Christine's story – the support group was invaluable

Thursday 30 January 2020

Maggie's Lanarkshire


When my doctor told me to join the head and neck cancer support group at Maggie's, I didn't think it would be for me. I couldn't have been more wrong.


Being diagnosed

I was diagnosed with mouth cancer in 2018. One of the first things I thought was, will people think I have a dirty mouth or haven’t taken care of my mouth?

Of course, it has nothing to do with that. All the same, when I said I had mouth cancer, people were sympathetic, but the initial reaction was curiosity and blame.

The first thing people asked me was, "What did you do? Did you smoke?" With mouth cancer, people were looking for a reason or a cause instead of just bad luck. 

There shouldn’t be a stigma around any cancer. Nobody asks for it, nobody deserves it.

A new normal

I was warned that the treatment was harsh and brutal, and the oncologist told me to prepare myself. Where the tumour was, it couldn’t be removed. So I had 30 sessions of radiotherapy, every day for six weeks. I had two sessions of chemotherapy that I had to stay overnight for. 

The things nobody tells you about mouth cancer, is that you have to find your new normal after treatment.

Yes you go back to normal but it’s a different normal.

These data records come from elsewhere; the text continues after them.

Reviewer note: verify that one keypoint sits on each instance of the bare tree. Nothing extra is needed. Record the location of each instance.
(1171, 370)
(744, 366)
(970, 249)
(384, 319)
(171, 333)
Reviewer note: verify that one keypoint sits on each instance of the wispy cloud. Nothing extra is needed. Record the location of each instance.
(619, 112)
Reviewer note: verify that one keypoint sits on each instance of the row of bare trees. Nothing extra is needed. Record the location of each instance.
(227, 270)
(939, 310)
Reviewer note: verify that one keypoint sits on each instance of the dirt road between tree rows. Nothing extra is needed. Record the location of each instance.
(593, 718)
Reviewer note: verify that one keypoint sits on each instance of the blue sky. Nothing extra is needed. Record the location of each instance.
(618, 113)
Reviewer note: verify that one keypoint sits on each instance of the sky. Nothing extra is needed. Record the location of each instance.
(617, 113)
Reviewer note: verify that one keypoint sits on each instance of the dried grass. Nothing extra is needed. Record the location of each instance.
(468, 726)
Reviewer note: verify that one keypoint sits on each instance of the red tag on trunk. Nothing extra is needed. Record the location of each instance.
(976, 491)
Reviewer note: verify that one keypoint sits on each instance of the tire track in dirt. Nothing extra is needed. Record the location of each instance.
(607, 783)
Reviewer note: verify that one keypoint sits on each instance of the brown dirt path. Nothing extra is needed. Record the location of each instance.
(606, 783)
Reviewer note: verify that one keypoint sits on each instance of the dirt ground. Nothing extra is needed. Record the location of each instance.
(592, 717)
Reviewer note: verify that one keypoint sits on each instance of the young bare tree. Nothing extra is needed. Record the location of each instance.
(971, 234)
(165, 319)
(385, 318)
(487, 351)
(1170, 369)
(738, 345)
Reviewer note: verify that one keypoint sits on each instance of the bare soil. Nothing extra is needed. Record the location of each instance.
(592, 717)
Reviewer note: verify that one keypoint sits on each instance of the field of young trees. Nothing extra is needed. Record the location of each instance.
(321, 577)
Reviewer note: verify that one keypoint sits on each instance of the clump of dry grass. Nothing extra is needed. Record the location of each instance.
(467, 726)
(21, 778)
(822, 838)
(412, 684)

It really was a recovery from the treatment.

Joining a support group at Maggie's

My mouth cancer nurse specialist said to me "Why don’t you come along to the head and neck group at the Maggie’s centre?" And I thought I’m not really a support group type of person. I was thinking everyone would be sitting in a circle bearing their soul, but it couldn’t be further from the truth.

When I first went, I didn’t say much but I went along. And I listened. I thought, right I’m coming back. I go every month and I love it and I’ve made great friends.

The first thing I do is make a cup of tea and we go in and sit down and it’s just such an easy place to feel at home and feel comfortable. Everyone understands what you’re going through. 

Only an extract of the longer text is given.